Being named Derbyshire Dining Pub of the Year by the Good Pub Guide for the last three years is no mean feat.
But that is exactly what The Plough Inn at Hathersage has achieved and the awards are something that general manager Elliot Emery is understandably proud of.
The independent pub – which sits next to the picturesque River Derwent – has been run by the Emery family since 1991.
The 26 years since then has seen the UK pub industry hit a steady decline but The Plough has managed to flourish in an era where many have failed.
Elliot, who took over the running of the pub from his parents 17 years ago, said there are a number of reasons for their success.
“Our focus is on serving really good food with a bit of a twist and a bit of flair,” says Elliot.
“We try to source our ingredients locally and use different local butchers and greengrocers.
“We use a butcher in Hathersage and also Pat O’Brien in Banner Cross.
“For fruit and veg we use Peak Fruits which is based here in the village.”
Elliot argues that although large wholesalers may be able to offer better prices there is a trade-off in terms of quality which means shopping local makes sense.

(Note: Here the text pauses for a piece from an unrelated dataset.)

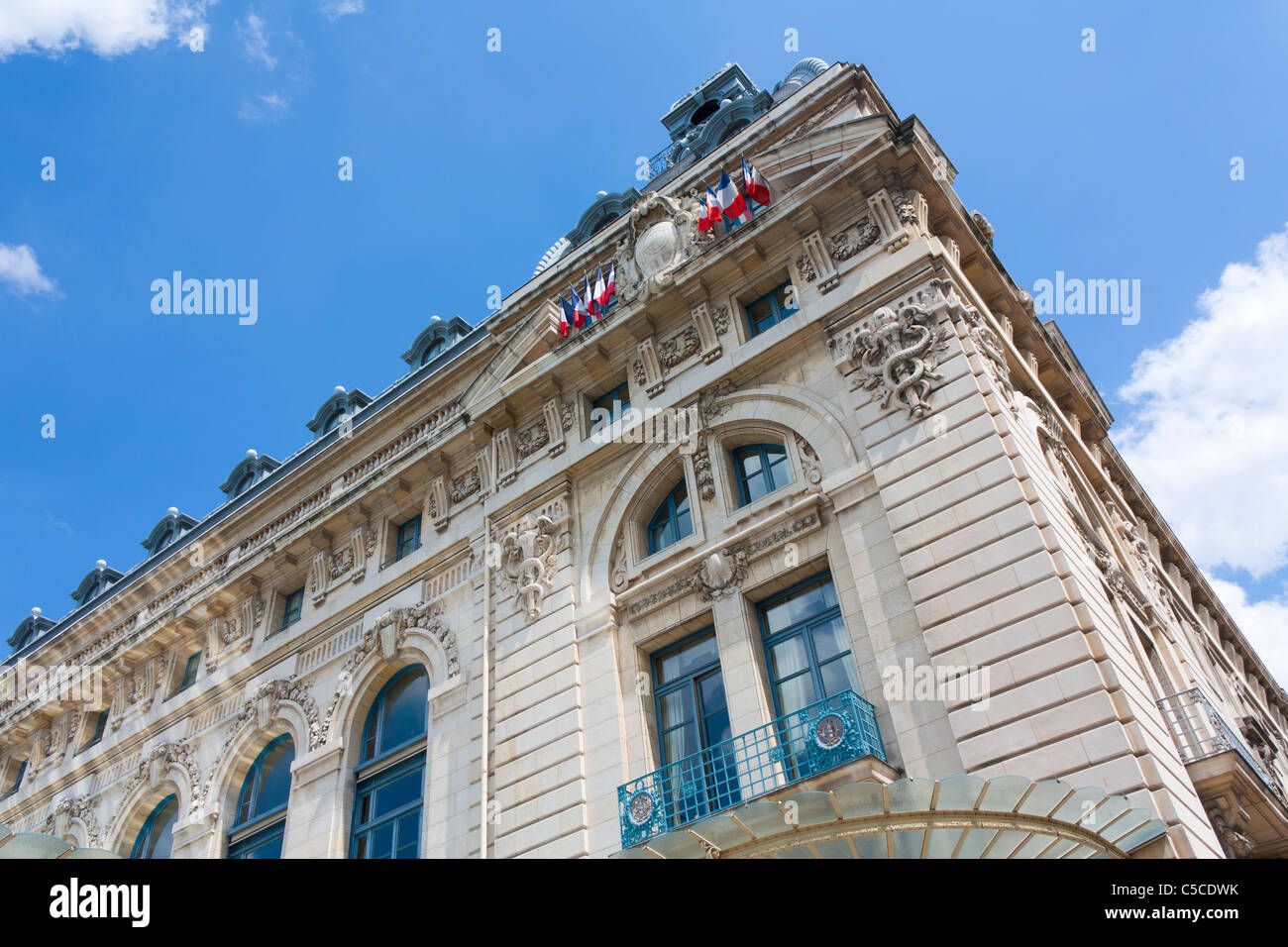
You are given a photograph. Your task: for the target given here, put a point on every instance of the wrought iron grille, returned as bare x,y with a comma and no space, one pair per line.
1201,732
793,748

“By using smaller local suppliers you are able to build better relationships and ensure a higher quality of ingredients,” he says.
And it’s not just the produce that Elliot and his team like to keep fresh.
The Plough’s kitchen has been run by head chef Robert Navaroo for the past 12 years and the menu is refreshed every six weeks.
“It’s a full menu change but the menu always stays the same size,” explains Elliot.
“We still use the same meats but we will use different cuts and cook them differently.
“For instance, we might replace rack of lamb on the menu with lamb steaks.
“We do the same with fish. We’ll always have fish on the menu but will mix it up. Sometimes we have cod, sometimes a tuna steak, sometimes a salmon fillet. We also change the accompaniments.”
As well as the Good Pub Guide awards The Plough has racked up in recent years the pub has also been an AA Rosette holder since 2006.
Although proud of such accolades, Elliot says that customer satisfaction is much more important.
“We’re not really in it for the Rosettes.
“Awards can sometimes make you lose focus but our top priority is providing good food and building up a steady stream of customers.”
My partner and I visited The Plough early on a Friday evening and the place was busy and lively.
We were seated at a table in the main bar area and after ordering drinks I ordered a starter of king prawn linguini (£7) while Tracy chose seared scallops (£10).
My pasta starter was a decent sized portion. The prawns were plump, juicy and flavoursome and lemon, garlic, chilli and parsley added good depth of flavour to the dish.
The scallops came with a spicy and nutty satay sauce which got the thumbs up.
The menu has a good variety of choice and there is plenty to suit all tastes.
At the time of our visit the mains on the menu included a choice of steaks from the grill, as well as some modern twists on some pub classics – including liver and bacon (£14) and fish and chips (£14).
There are also a selection of pasta dishes and homemade pizza.
I finally opted for the rack of lamb with pea and mint arancini, runner beans, with redcurrant jus (£21.50).
Tracy on the other hand went for the 8oz fillet of beef with grilled tomato, field mushroom, french fried onion and fries.
Both dishes were attractively presented and the portions of a decent size (£27).
The pea and mint arancini which came alongside my lamb were an inspired accompaniment.
They were delicious and added great balance to the dish.
As for the lamb, it was cooked to perfection. I’d asked for it medium rare and it was succulent, tender, and nice and pink in the middle.
I’d go as far to say it was the best rack of lamb I’ve ever had.
The fillet steak earned similarly rave reviews from across the table.
It came medium exactly as ordered, was seared well on the outside and was nice and juicy and flavoursome on the inside. The fries got top marks too.
We were both in a savoury mood and opted to share a cheeseboard rather than have a dessert.
The Plough offers exceptional choice when it comes to cheese.
There are 10 on offer and you can either select three (£7.50), six (£10), or 10 (£12.50).
We shared six cheeses between us – Stilton, Wensleydale, mature cheddar, Gubeen, Cahill’s Porter and Northumberland nettle and we devoured the lot.
The bill came in at around £100 which for three courses each including a few glasses of wine isn’t too bad.
Some may think this at the pricey end for a ‘pub’ but you should be under no illusions that the sort of food The Plough serves up is restaurant standard.